Through self-compassion, you seek to discover your needs and satisfy them. Self-pity is often focused on manipulating others or continuing to suffer (albeit unintentionally or unconsciously).
4. Internal dialogue
As we mentioned earlier, self-pity involves a negative internal dialogue. You feel sorry for yourself for what’s happened to you or what you or someone else has done to you.
When you’re self-compassionate, your internal dialogue is empathetic toward yourself. This attitude implies treating yourself well, speaking nicely to yourself, and, above all, listening to what you need. You accept your pain and give it space.
It could be said that self-compassion allows you to adapt to situations and the emotions derived from them. On the other hand, self-pity, especially if it lasts over time, distances you from that adaptation, because it can bring you even more pain.
As we mentioned earlier, self-compassion implies action, movement, and a search for meaning. On the contrary, self-pity is a passive attitude through which you do nothing to change yourself, but you try and manipulate others.
6. The possibilities offered by each attitude
Self-compassion allows you to view each situation from the perspective of introspection. Therefore, you can properly analyze and manage your feelings, thoughts, and actions. This provides you with valuable learning.
With self-pity, you don’t face the negative situation, but you use it to build a wall that allows you to take no action yet you don’t feel remorseful. You place the focus of responsibility elsewhere and don’t process your feelings.
In light of the above, it follows that it’s possible to adapt to situations and escape from problems if you maintain a self-compassionate attitude. However, with self-pity, you have a negative view of the problem. This sabotages your intentions of adapting to changing circumstances.
8. Degree of psychological suffering
As you can imagine, self-pity generates far more suffering than self-compassion.

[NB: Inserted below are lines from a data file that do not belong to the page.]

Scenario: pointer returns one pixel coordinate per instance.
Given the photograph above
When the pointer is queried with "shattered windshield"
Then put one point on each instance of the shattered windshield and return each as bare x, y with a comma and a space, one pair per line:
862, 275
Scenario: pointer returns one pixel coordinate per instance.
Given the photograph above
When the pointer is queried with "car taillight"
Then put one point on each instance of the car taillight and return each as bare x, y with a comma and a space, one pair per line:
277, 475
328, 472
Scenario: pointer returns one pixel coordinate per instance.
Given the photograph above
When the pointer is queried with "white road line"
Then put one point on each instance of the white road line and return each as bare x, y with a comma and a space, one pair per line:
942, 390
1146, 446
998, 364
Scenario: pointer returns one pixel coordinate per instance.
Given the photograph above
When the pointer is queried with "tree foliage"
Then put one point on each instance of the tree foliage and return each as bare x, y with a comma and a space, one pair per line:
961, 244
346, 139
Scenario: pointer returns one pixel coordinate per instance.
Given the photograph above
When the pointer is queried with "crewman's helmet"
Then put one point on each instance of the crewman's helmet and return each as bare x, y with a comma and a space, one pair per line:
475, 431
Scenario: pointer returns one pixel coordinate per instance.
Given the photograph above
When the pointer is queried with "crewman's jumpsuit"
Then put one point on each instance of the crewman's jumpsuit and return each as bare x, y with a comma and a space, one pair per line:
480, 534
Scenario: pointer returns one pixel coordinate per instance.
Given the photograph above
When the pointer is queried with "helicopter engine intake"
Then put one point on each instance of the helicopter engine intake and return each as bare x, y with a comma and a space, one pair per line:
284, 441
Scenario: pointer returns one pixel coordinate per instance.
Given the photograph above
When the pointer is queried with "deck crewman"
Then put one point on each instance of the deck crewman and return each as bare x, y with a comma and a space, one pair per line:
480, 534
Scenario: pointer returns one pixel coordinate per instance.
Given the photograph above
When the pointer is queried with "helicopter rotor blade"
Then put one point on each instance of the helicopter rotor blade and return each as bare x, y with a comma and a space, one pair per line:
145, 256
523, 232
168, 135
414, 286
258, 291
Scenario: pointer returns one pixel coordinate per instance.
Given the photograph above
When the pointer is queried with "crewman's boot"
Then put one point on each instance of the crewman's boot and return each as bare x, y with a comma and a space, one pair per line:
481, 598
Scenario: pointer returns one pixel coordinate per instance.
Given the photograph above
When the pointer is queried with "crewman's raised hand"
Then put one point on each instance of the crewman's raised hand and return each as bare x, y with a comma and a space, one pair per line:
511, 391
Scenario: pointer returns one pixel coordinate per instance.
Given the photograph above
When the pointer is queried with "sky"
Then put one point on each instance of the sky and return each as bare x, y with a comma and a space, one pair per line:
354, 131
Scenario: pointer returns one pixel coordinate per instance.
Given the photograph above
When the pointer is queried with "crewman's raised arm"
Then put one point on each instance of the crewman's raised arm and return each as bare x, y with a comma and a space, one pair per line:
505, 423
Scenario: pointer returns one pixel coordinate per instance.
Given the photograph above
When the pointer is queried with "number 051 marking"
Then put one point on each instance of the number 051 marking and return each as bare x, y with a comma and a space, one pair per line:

The latter, being based on action, self-care, and optimism, isn’t exempt from suffering, but it’s possible to alleviate it. Self-pity, though, means you get stuck in a loop of negative feelings and it’s difficult to escape from them.
Of course, the results obtained with these two attitudes are different. With self-compassion, you reach a more solid state of well-being and feel a sense of self-fulfillment. On the other side of the coin, with self-pity, it’s possible that you’ll overcome the obstacle, but it leaves you with a feeling of having had an unpleasant experience, over which you had no control.
10. The impression you make on others
Although it may be the least important aspect, the external image that you reflect with each of these attitudes is also clearly different. If you’re self-compassionate, you’ll reflect autonomy and resilience, while being self-pitying will give the impression that you’re manipulative and selfish.
The importance of emotional responsibility
As you can see, self-compassion isn’t the same as self-pity. It could be said that self-compassion, in its most extreme version, could end up being self-pity. That’s why it’s important that, when it comes to accepting your pain, you’re able to take responsibility for it, without seeking external responsibility or ‘culprits’ (as would happen in self-pity).
Affective responsibility implies taking charge of your own emotions. If you take them to the extreme or tend to blame others for what happens to you, you can fall into the trap of self-pity. This won’t give you any solutions. In fact, it’ll only make you wallow in your pain, turning it into a chronic condition.